Dodge, which is famous for its muscle cars, has announced that it will be making an electric vehicle, which will be unveiled in 2024. It’s big news, and the company even threw in a short teaser of a concept that wears a contemporary version of the Fratzog logo that was used on its cars in the 1960s and 1970s.
As with most teasers, there’s not a whole lot that is clearly visible, and the company isn’t providing much in the way of details. Based on what is shown, the vehicle sports a coupe-like profile and a front-end that is reminiscent of the classic Charger and Challenger.
Elsewhere, LED light strip that ends vertically on each side of the grille, while a flowing roofline leads to the rear that features recessed taillights and another instance of the Fratzog. In case you’re wondering, the logo’s name is meaningless, with the story being one of Dodge designers made it up and the company decided to adopt it.
Retro styling aside, the unnamed EV appears to come with a dual-motor setup for all-wheel drive, allowing it perform a four-wheel burnout. Given that Dodge’s most powerful muscle car currently available for purchase is the Challenger SRT Super Stock with 807 hp, the EV is expected to provide much more.
Stellantis, which is Dodge’s parent company, revealed in its EV Day 2021 release that there will be a dedicated electric platform that will underpin vehicles from its brands. Modular in nature, there are four version of the architecture, including STLA Small (range up to 500 km), STLA Medium (range up to 700 km), STLA Large (range up to 800 km) and STLA Frame (up to 800 km), the last of which is suited to body-on-frame vehicles like pick-up trucks. The STLA Large should be a good fit for the Dodge EV.

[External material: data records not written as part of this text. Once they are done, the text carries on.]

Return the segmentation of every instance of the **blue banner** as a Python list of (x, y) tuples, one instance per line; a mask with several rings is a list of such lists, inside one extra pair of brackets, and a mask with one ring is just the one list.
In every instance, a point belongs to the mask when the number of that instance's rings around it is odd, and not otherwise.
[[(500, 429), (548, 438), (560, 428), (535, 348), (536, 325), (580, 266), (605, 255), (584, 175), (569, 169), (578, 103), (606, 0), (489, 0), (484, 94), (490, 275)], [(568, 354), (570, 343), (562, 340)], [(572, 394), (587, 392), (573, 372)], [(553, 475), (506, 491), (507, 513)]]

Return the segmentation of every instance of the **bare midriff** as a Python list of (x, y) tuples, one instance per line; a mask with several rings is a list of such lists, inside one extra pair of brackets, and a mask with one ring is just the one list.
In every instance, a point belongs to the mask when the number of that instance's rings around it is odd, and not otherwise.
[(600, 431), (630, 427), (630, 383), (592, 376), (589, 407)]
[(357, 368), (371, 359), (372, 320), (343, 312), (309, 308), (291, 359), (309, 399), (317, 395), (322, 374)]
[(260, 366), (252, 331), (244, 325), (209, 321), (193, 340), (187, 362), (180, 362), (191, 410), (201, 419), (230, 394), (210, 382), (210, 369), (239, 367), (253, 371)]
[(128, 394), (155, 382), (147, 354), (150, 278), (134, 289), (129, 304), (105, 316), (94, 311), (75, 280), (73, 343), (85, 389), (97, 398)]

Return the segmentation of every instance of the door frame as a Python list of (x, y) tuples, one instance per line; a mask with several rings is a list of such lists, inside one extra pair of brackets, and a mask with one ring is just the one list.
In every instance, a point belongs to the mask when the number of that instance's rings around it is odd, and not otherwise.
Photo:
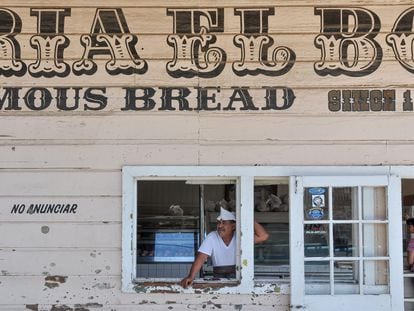
[[(316, 184), (315, 184), (316, 183)], [(387, 186), (388, 248), (390, 294), (384, 295), (305, 295), (304, 231), (303, 231), (303, 189), (310, 185), (324, 186)], [(291, 267), (291, 308), (307, 308), (321, 303), (335, 305), (336, 310), (349, 310), (349, 299), (358, 308), (372, 307), (372, 302), (383, 310), (403, 310), (403, 264), (401, 243), (401, 179), (395, 175), (359, 176), (291, 176), (290, 177), (290, 267)], [(295, 211), (295, 212), (292, 212)], [(362, 280), (361, 280), (362, 281)], [(352, 297), (352, 298), (351, 298)], [(370, 299), (372, 298), (372, 299)], [(341, 308), (343, 306), (343, 308)], [(312, 306), (312, 310), (316, 310)], [(378, 309), (377, 309), (378, 310)]]

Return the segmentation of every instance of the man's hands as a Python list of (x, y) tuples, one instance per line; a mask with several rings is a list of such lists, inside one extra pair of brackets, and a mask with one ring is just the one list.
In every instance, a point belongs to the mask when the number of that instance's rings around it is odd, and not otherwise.
[(191, 284), (193, 284), (194, 279), (190, 276), (185, 277), (184, 279), (181, 280), (180, 285), (183, 288), (187, 288), (188, 286), (190, 286)]
[(188, 275), (181, 280), (180, 285), (184, 288), (187, 288), (191, 284), (193, 284), (194, 278), (198, 271), (200, 271), (201, 267), (203, 266), (204, 262), (207, 260), (208, 255), (198, 252), (196, 259), (194, 260), (193, 264), (191, 265), (190, 272)]

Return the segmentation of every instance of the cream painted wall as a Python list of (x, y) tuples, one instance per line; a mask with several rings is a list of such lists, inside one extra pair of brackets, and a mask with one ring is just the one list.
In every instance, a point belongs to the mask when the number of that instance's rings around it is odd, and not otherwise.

So, why on God’s green earth (the company’s own words) would a brand that builds the Challenger SRT Demon, Durango SRT Hellcat and Charger SRT Hellcat, make such a decision? The answer is performance.
According to Dodge CEO Timothy Kuniskis, “if a charger can make a Charger quicker, we’re in.” Elaborating further, he said that “Dodge customers buy an experience, not a technology,” and the brand actually attracts the youngest and most-diverse customers in the industry.
Kuniskis added that these millennials account for a quarter of the United States population and have the highest spending power of any generation. More importantly, these individuals have the highest acceptance rate of EVs. So, by combining spending power with electric power and a brand that is all about the horsepower, Dodge wants to create a customer profile today that will be a key enabler to getting muscle car buyers into EVs in the future.
For over a decade, Dodge has seen rising market share by continuously increasing the horsepower of its engines, and EV technology will further increase those gains. Kuniskis admits that the company’s engineers are reaching a practical limit of what they can squeeze from an internal combustion engine. “They know, we know that electric motors can give us more,” he stated.
As such, to meet the demands of power-hungry customers, an EV was the path chosen. “Dodge doesn’t view EV technology as a revolution, but instead as a natural evolution of the modern muscle car. Let’s face it, car and muscle aren’t changing, and modern has an obligation to,” Kuniskis explained.
Despite announcing an EV, Dodge says that it “will not sell electric cars,” but rather it “will sell American eMuscle.” The company didn’t clarify further, but it’s implied that eMuscle is the branding applied to the “world’s first full battery electric muscle car,” which will “tear up the streets, not the planet.”